— Напоминаю, что на выходных у нас увеселительное мероприятие. — Отвлекая присутствующих от имитации работы, моя дорогая, длинноногая и сексуальная Светлана Васильевна говорит следующее: — Адрес и время направила вам на почту. Также считаю своим долгом добавить, что вы можете пригласить с собой своих спутников жизни. Это всё, что я хотела до вас донести. Есть какие-то вопросы?
Вопросы, конечно же, появляются у многих:
— А родителей можно пригласить?
— Нет, — отвечает Света, — только партнёров.
— А детей?
— Нельзя.
— А если мой парень не сможет прийти?
— Значит, приходи одна.
Крутя карандаш между пальцев, я внимательно наблюдаю за Светланой Васильевной. Она тоже поглядывает в мою сторону, будто ждёт, что я задам ей вопрос. Мне хочется думать, что я ей интересен. Но, скорее всего, она беспокоится обо мне лишь из-за травмы. Думать о последнем не хочется. Я всё-таки задираю руку, и Света коротко кивает.
— А вы придёте со своим мужем? — спрашиваю я, и все резко затыкаются. Мне даже становится неловко, потому что Света очень долго молчит и смотрит на меня.
— Нет, — вдруг говорит она, — у меня слишком много обязанностей на этом мероприятии.
Я кладу руку обратно на стол. Думаю, блин, а ведь ничего конкретного она не ответила. Теперь выяснить, есть у неё ухажёр, или нет, я смогу только напрямую, или через третьи лица. А что?

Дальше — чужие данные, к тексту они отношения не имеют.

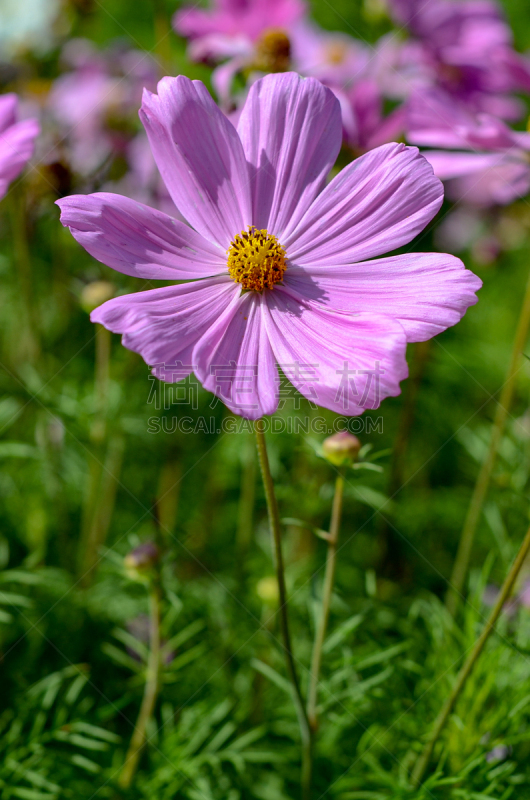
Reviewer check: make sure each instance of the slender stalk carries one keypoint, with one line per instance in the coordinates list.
(246, 497)
(274, 522)
(467, 536)
(92, 535)
(150, 694)
(467, 667)
(28, 340)
(327, 591)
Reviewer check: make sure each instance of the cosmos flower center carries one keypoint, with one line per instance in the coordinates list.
(256, 259)
(273, 51)
(336, 53)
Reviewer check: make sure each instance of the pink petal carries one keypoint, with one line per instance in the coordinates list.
(200, 158)
(8, 110)
(455, 165)
(163, 325)
(378, 203)
(425, 292)
(235, 361)
(291, 132)
(137, 240)
(340, 361)
(16, 148)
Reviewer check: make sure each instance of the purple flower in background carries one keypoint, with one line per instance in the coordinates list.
(346, 66)
(466, 47)
(233, 18)
(17, 141)
(484, 162)
(365, 125)
(279, 266)
(93, 102)
(334, 58)
(252, 35)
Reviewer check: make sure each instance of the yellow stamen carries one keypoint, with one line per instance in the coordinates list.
(256, 260)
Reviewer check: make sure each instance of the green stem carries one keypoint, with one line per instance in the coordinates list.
(28, 338)
(480, 491)
(246, 497)
(274, 522)
(150, 694)
(423, 761)
(327, 591)
(98, 478)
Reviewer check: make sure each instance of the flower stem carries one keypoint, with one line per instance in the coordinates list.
(150, 693)
(327, 591)
(483, 480)
(274, 522)
(465, 671)
(28, 339)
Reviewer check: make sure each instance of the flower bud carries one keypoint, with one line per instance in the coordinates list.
(140, 561)
(267, 590)
(341, 449)
(96, 293)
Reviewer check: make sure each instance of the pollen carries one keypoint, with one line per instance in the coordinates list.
(256, 260)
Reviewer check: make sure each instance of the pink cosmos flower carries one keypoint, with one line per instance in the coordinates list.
(489, 165)
(466, 47)
(92, 103)
(17, 141)
(245, 34)
(280, 268)
(346, 66)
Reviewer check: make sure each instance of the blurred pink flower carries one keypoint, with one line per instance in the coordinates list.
(492, 166)
(365, 125)
(93, 102)
(300, 289)
(334, 58)
(466, 47)
(245, 34)
(346, 66)
(17, 141)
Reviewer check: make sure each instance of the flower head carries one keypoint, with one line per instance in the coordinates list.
(466, 48)
(280, 268)
(249, 35)
(17, 141)
(483, 162)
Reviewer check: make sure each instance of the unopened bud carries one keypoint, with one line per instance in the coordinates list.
(96, 293)
(267, 590)
(341, 449)
(141, 560)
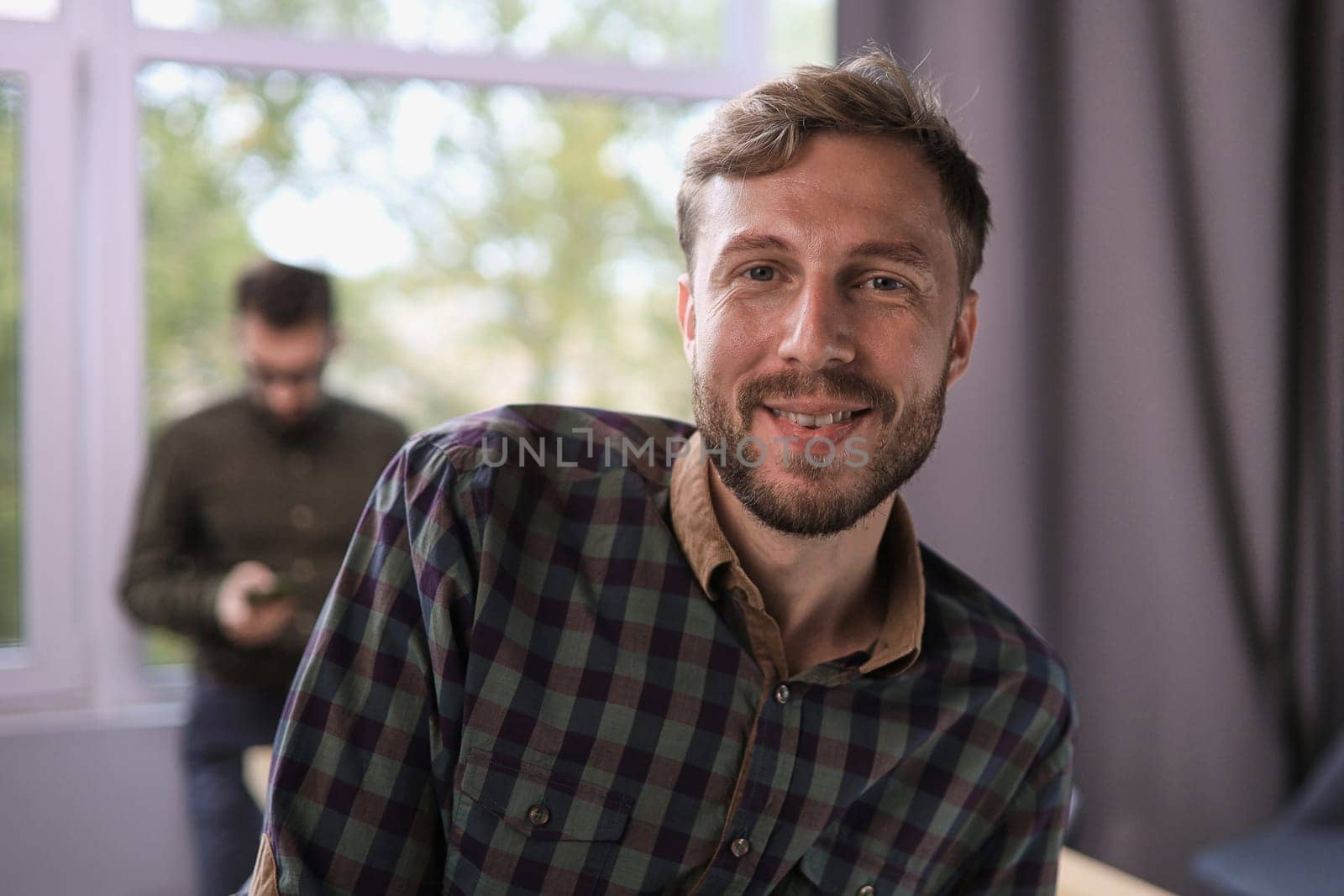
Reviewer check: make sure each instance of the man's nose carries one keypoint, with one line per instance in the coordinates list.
(819, 331)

Хороший план!
Как только Светлана Васильевна уходит, я уже привычно выкатываюсь из-за стола и устремляюсь к Лизе. Завидев меня, она отвлекается от клавиатуры. Я наклоняюсь к её уху и спрашиваю:
— У Светы есть мужик?
Лиза зажимает мне рот рукой и начинает нервно крутить башкой.

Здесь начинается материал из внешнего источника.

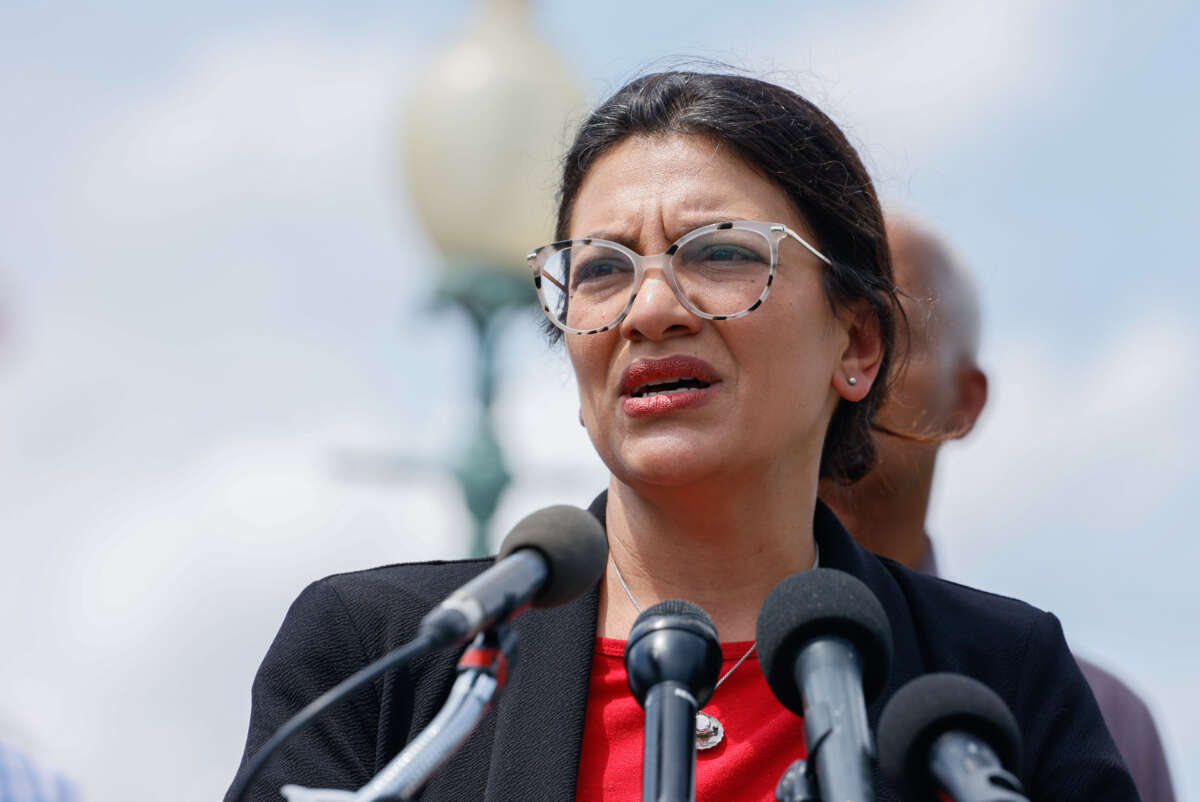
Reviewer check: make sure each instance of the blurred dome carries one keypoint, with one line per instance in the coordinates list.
(486, 129)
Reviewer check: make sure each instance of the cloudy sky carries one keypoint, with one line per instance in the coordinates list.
(211, 283)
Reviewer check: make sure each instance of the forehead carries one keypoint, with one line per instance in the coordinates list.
(672, 184)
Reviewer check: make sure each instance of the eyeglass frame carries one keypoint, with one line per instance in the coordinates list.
(765, 228)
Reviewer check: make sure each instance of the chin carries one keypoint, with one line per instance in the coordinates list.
(667, 461)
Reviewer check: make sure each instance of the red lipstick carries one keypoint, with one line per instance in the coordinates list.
(651, 387)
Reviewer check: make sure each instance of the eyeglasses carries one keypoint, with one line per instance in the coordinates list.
(718, 271)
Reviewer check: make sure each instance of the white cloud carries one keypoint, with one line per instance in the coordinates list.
(270, 119)
(907, 79)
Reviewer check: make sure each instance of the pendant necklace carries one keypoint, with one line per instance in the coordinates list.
(709, 730)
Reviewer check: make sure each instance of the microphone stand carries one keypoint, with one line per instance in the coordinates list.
(483, 671)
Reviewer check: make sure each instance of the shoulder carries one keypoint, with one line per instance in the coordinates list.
(383, 605)
(966, 629)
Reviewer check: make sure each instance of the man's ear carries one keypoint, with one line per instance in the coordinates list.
(863, 355)
(972, 396)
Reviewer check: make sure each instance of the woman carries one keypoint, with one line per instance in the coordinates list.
(723, 286)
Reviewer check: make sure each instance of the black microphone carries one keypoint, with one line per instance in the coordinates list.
(946, 735)
(672, 659)
(825, 646)
(550, 557)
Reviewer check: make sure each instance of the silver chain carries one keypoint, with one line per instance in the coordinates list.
(624, 585)
(639, 608)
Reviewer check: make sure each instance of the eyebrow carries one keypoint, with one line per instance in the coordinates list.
(699, 223)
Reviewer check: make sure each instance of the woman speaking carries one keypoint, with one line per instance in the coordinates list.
(721, 286)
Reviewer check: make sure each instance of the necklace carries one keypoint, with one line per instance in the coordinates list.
(709, 730)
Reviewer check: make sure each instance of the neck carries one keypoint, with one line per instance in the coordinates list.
(724, 550)
(886, 514)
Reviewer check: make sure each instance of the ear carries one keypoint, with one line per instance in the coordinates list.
(972, 396)
(863, 354)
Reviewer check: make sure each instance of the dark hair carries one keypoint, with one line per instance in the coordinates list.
(796, 145)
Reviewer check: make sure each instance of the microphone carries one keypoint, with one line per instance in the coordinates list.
(949, 736)
(550, 557)
(825, 646)
(672, 659)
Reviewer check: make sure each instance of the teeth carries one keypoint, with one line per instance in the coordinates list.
(681, 384)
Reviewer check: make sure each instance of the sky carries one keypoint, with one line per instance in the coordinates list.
(213, 285)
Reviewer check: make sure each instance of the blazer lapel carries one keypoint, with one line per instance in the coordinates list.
(539, 719)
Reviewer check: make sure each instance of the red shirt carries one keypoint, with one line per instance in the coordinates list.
(762, 737)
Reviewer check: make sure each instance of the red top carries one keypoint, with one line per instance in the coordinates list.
(762, 737)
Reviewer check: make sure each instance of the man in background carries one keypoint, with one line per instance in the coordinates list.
(939, 396)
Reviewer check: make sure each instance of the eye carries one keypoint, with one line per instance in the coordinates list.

— Ты что, — говорит она вполголоса, — это больная тема.
— А фто? — спрашиваю в ладонью.
— Её парень разбился на мотоцикле три года назад. После этого Светлана Васильевна новых отношений не начинала. А ещё она, кажется, с тех пор занялась каким-то спортом… теннисом, что ли, — с ноткой грусти делится со мной Лиза и наконец-то убирает руку с моего лица.
В своих домыслах я оказываюсь прав. Света не просто так занялась спортом. Любой фуфел не просто так занимается спортом, ведь спорт — это либо смысл жизни, либо последствия травмы.
С одной стороны, меня радует такой расклад. С другой — новость о трагичной любви Светы меня совсем не улыбает. Какой-то гонщик-лошпед успел захомутать её, оставив после себя дыру на сердце. Раз взял ответственность — должен был нести её до конца. Мне авансом неприятен этот тип.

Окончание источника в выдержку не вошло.